My computer history goes back to the Apple II days, which I can thank my step-father for introducing to me in the late 1970s. When I eventually moved in with him, the Mac was a big thing. I naturally became a Mac person as a result. My first Mac was a Fat Mac (512k) that got a third-party expansion board so it was basically a Mac Plus. Somewhere along the way, I traded up for an SE/30, which served me well through college. It eventually got a color video card which turned the internal screen from black and white to greyscale, which was an improvement. I also, eventually, plugged in a color monitor into it. I also somehow lucked into a Mac IIfx, which was a nice fast machine for its time, but had a lot of compatibility problems.
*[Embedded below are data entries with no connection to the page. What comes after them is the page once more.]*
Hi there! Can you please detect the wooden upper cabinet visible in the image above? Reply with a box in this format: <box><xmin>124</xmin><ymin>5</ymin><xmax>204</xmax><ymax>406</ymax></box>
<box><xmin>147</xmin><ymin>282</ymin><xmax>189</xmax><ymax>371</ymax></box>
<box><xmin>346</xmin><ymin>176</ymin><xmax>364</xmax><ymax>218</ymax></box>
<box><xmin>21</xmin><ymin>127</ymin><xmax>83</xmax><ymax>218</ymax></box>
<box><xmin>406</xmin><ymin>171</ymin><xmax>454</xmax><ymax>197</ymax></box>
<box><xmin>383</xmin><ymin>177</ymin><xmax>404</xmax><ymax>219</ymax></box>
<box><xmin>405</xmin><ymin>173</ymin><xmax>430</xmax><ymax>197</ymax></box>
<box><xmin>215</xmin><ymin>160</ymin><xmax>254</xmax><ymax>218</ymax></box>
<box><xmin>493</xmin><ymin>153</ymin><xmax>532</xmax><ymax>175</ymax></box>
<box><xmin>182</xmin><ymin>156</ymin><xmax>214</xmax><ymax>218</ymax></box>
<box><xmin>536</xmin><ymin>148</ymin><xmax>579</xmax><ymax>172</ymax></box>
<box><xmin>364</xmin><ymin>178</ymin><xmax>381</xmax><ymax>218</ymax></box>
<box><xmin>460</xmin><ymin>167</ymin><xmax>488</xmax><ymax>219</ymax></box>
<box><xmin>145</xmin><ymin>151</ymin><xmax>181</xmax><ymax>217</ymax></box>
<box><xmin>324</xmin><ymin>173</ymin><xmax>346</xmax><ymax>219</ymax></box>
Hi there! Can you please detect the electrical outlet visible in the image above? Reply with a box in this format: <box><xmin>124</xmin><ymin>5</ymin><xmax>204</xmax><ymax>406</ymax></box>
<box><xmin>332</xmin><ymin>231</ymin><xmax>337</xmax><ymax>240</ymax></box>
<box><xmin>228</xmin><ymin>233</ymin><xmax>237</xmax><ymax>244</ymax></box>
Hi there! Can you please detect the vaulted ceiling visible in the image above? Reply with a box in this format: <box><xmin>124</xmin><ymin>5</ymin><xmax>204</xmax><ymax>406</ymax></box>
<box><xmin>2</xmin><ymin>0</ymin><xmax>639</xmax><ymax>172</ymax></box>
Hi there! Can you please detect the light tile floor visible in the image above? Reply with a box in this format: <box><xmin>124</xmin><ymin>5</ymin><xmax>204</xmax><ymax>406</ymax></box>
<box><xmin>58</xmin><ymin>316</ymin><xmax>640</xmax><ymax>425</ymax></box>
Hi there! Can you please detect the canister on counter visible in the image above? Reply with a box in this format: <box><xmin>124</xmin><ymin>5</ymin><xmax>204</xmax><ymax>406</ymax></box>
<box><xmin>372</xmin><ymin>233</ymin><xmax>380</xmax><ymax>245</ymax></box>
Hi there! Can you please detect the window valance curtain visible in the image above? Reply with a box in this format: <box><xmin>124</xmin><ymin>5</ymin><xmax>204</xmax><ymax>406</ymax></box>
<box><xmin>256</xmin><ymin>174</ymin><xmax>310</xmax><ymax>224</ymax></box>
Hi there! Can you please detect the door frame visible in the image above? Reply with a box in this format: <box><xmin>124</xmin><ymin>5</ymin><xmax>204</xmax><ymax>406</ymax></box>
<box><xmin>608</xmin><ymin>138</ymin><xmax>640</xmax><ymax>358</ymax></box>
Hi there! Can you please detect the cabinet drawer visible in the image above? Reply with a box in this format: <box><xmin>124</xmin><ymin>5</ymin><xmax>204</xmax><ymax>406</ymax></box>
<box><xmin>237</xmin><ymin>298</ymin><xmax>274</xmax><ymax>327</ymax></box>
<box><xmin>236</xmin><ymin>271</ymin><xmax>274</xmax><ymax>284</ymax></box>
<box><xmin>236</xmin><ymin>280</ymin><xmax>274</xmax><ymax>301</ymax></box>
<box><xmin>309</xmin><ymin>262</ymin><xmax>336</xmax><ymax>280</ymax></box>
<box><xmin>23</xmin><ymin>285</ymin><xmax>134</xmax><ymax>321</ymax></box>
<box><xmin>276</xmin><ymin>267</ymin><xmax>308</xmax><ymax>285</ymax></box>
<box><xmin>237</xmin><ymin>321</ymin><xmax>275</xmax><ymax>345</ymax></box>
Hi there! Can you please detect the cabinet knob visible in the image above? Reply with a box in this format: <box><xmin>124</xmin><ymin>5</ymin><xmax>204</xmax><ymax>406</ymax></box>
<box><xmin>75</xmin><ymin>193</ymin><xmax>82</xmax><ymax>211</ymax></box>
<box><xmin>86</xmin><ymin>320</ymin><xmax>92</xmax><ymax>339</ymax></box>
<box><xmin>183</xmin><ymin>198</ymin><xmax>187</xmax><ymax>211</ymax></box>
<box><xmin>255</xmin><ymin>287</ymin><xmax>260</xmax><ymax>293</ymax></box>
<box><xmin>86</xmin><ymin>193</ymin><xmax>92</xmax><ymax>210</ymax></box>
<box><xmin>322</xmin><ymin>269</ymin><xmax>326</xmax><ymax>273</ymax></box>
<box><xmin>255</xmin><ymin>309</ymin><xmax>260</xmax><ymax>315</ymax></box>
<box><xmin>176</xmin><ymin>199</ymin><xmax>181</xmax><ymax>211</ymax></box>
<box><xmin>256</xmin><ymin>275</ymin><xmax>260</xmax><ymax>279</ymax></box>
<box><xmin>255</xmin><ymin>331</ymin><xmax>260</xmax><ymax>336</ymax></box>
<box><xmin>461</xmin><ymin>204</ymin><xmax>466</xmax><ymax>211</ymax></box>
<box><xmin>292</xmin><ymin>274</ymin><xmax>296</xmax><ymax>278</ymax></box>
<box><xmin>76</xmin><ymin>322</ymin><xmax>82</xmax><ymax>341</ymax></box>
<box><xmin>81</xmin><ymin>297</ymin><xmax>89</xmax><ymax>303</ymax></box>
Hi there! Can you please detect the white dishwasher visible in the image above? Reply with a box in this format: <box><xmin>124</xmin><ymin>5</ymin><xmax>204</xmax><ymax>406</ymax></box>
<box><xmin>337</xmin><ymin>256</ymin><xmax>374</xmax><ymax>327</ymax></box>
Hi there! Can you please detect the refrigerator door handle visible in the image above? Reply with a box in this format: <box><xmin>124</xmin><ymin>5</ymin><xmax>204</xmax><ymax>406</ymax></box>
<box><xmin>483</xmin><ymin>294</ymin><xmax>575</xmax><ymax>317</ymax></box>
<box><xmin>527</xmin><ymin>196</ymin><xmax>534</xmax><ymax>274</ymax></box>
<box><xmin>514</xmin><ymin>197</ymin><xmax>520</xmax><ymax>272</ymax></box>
At the end of college, I was in decent financial shape. I had actually managed to get a real job as a systems administrator while still going to school. While the job only lasted three weeks, the money I made with that job was just enough to pay off a lot of the credit card debt I had managed to run up in college. It wasn’t a ton of money, but I could afford to spend some.
It was clear I was entering the world of Information Technology. Enough though I hacked on a lot of Unix stuff, a chunk of the IT world revolved around Microsoft DOS and Windows 3.1 (at the time). While I had been reading computer magazines for several years and kind of understood PCs ruled the roost, it didn’t really set in until I saw that at my first “real world” job. But I did not have a lot of real experience with this environment.
So here I am with a chunk of money, I’m jonesing for a computer. I knew a guy that was friends with my mom and step-father who could get me set up with a decent PC for a couple of grand–which at the time was pretty good–and a comparable Mac was going to run me a lot more than that. So what do I do? Buy the PC. A little while after buying that PC, I actually remember going out and buying Windows 95 retail. How scary is that?
The Macs were eventually sold off, as was the Apple II, and I went hole-hog PC, though of course I longed for a Mac. And every time I would look at Mac hardware in the late 1990s, I would think I can’t afford that. Macs were upgradeable only to a point, using a lot of custom hardware. PCs were infinite upgradeable with off-the-shelf parts. I ended up acquiring multiple PCs, mostly as a series of parts.
I had always kind of watched Apple from afar as things developed. In 2001, I happened to be at my friend Rob’s house when Mac OSX arrived at his house (one of the first versions). We, of course, installed it on his machine. Sweeeeet. Unix inside. Mac GUI. Niiiiice. Hardware was still too expensive, though.
Meanwhile, my personal frustration with Windows and all of the issues led me down the rabbithole of using Linux on the desktop–for about two years. And while I was able to make it work for the most part, it just wasn’t able to do the kinds of things that were just easier on the PC.
In 2005, I managed to get a Mac for work–a Mac Mini. Had to support a Mac-based product we sold, and the only way I could do that was to have a Mac. So my boss bought a cheap Mac Mini–which wasn’t a whole lot more expensive than a low-end PC–which of course I also used for other things. Mac OSX 10.4 was quite a nice OS. Things worked for the most part. But because it wasn’t my Mac, and it was very underpowered, I didn’t go whole hog into it.
Meanwhile, Apple had announced they were going Intel for their processors. A lot of speculation about what this meant followed, of course. When the new Intel machines came out, I knew I had to have one. And last year, on my birthday, I got one. A white MacBook. A Mac of my very own.
The saying “once you go Mac, you never go back” for me, at least, wasn’t true in the 1990s. I was Mac, but because Apple was what it was back then, I turned away. When it became what I needed again–a little bit of sex appeal doesn’t hurt either–I went back. Will I ever go back? Let’s just say I won’t say never. Apple has to keep out-innovating and continue to meet my needs. As long as it does that, I’ll stay, else I’ll move on to the next thing, whatever that is.